George Joseph, 95, Is The Oldest Billionaire In The USA

By on August 7, 2017 in ArticlesBillionaire News

Have you ever gotten a safe driving discount on your auto insurance? How about a discount for purchasing different types of insurance bundled by one company? If you have, you owe your savings (figuratively, of course), to one George Joseph, the insurance industry legend who was recently recognized as the oldest billionaire in the United States, with a net worth of $1.6 billion and profiled in Time magazine.

The auto insurance industry has its origins in the period immediately following World War II, and at that time – believe it or not – everybody who purchased an auto insurance policy was charged the exact same rate. For years, Joseph worked in the industry under those conditions, gradually realizing (thanks in part to his skills as a mathematics whiz) that this was a nonsensical way to conduct business. According to his official biography on the website for the company he went on to found, he eventually had an epiphany that like most epiphanies only seems obvious in retrospect:

"Joseph decided he could create a new system by developing an insurance company that used different factors to create fair and equitable rates for a variety of drivers."

That company is Mercury Insurance, founded by Joseph in 1962 for $2 million – roughly $16 million in today's dollars – he managed to scrape together. 23 years later, the company went public, and is now worth upwards of $3.3 billion on the stock market.

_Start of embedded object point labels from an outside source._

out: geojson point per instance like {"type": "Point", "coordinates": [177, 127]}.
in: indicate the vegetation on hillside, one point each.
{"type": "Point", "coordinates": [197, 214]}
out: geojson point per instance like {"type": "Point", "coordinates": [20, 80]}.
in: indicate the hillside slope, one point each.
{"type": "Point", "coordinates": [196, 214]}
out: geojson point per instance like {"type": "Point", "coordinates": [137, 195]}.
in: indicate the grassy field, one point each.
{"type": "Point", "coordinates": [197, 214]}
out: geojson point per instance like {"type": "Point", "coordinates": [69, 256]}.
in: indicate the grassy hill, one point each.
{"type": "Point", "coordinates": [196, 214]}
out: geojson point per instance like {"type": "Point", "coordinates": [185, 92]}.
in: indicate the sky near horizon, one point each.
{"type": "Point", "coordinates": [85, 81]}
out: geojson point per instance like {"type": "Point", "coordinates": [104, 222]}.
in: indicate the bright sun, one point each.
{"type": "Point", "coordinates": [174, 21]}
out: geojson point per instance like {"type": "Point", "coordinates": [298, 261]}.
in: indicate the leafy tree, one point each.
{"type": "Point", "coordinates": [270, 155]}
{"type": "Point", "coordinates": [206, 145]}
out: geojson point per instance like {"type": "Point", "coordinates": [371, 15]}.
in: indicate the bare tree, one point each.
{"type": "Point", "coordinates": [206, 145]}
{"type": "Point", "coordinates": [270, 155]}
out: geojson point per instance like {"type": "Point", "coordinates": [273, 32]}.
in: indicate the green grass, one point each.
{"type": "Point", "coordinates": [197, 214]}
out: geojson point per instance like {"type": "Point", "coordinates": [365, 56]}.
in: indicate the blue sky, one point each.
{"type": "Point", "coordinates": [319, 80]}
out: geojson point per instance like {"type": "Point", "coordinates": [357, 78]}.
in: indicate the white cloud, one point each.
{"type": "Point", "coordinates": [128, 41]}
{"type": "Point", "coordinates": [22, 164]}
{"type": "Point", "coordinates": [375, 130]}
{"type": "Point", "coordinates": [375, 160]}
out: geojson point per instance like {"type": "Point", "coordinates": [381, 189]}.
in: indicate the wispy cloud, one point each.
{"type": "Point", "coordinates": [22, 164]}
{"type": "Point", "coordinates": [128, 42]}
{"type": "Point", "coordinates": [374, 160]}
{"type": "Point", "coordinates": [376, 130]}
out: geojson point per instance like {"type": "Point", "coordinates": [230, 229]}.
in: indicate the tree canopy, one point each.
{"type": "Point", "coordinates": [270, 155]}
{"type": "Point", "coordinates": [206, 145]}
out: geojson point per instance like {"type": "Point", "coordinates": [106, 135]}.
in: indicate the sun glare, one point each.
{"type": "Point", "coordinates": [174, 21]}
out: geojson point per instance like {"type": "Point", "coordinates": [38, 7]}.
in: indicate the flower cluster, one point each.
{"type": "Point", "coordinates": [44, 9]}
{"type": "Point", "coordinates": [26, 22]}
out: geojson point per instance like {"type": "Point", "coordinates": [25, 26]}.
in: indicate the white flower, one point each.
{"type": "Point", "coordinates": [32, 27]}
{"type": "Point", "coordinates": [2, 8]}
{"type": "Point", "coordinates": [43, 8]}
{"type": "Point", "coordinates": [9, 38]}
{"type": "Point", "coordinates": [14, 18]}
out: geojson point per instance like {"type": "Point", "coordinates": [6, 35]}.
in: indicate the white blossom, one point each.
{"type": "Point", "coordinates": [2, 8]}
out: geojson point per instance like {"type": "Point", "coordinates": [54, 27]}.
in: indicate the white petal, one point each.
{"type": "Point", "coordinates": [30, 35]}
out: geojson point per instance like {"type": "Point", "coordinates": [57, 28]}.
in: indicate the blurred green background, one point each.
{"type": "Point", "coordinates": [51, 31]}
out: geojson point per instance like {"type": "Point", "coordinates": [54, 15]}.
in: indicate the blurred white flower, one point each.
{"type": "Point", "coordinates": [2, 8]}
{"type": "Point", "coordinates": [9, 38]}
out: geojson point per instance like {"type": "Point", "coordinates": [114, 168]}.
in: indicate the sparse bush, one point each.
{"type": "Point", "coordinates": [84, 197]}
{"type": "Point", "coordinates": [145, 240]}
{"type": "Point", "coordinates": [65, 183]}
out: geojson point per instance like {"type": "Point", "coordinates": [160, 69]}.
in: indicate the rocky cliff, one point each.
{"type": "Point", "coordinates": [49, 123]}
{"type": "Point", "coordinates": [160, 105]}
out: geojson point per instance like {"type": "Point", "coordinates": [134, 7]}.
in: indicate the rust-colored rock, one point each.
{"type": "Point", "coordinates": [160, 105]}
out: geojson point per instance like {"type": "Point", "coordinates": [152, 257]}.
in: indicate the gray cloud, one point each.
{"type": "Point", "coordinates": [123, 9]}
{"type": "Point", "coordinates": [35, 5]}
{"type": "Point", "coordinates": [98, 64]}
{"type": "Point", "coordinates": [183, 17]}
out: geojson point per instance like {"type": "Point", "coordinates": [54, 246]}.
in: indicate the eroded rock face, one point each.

Since founding Mercury, Joseph has been politically active within the insurance field as well, lobbying for public insurance regulations like a 2010 California ballot initiative that he endorsed as giving insurance customers access to more discounts. And despite Mercury's sometimes rocky consumer advocacy history (the company was once cited by the California Department of Insurance for "contempt toward and/or abuse of its customers" and was once fined $300,000 for various infractions), Joseph says he's proud of his legacy in the insurance business:

"I hope I'll be remembered for the contribution I've made to the insurance industry and the changes Mercury has pioneered that have led to billions of dollars in savings for consumers,"

All things considered, that's probably preferable to being remembered as the oldest American billionaire.